佐藤浩市&岩井俊二 芸術選奨文部科学大臣賞・映画部門を受賞
俳優の佐藤浩市さん(63)と映画監督の岩井俊二さんが、28日に発表された令和5年度(第74回)芸術選奨の映画部門において、文部科学大臣賞を受賞しました。 【画像】佐藤浩市『TAMA映画賞』で最優秀男優賞 芸術選奨は、文化庁が毎年度、芸術各分野で優れた業績をあげた人物などを表彰するもので、1950年から始まりました。演劇や映画、音楽など12部門あり、大臣賞と新人賞には原則それぞれ2人以内が選出されます。
■映画部門大臣賞 贈賞理由
【岩井俊二さん 贈賞理由】 ギリシャ語で「主よ」を意味するキリエ。『キリエのうた』とは、「キリエ・エレイソン(主よ、憐(あわれ)みたまえ)」を繰り返すミサ曲のこと。ここでは名前を捨てた二人の女性と、この困難な世を生きる人々へ贈る讃歌(さんか)でもある。震災によって、貧困によって、全てを失った二人が、自身の力と揺るぎない友情によって未来を切り開こうとする。それを音楽で紡ぐ。岩井俊二氏の映画は、作中の音楽同様、大量消費を目的とせず、必要とする人のために作られる。支持する層は広く、口伝えで国内外に広がっている。

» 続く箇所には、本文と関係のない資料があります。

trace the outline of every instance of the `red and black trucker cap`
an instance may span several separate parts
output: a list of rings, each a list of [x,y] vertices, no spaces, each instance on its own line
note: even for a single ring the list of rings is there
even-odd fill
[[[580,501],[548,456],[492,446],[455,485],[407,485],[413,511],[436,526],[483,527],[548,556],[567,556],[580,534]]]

【佐藤浩市さん 贈賞理由】 『春に散る』では主役の一人として、元ボクサーを目つきも体の動きも鋭く説得力を持って演じ、脇に回った『愛にイナズマ』では一転、一見頼りないが芯のある父親をコミカルに見せた。青春時代劇『せかいのおきく』では、重しとして若者たちを支える。佐藤浩市氏は年齢を重ねるごとに奥行きと深みを増し、役の剛柔、大小を問わずしなやかに演じてスクリーンに存在し続ける。後進に心を配る姿勢も含め、円熟という言葉がふさわしい。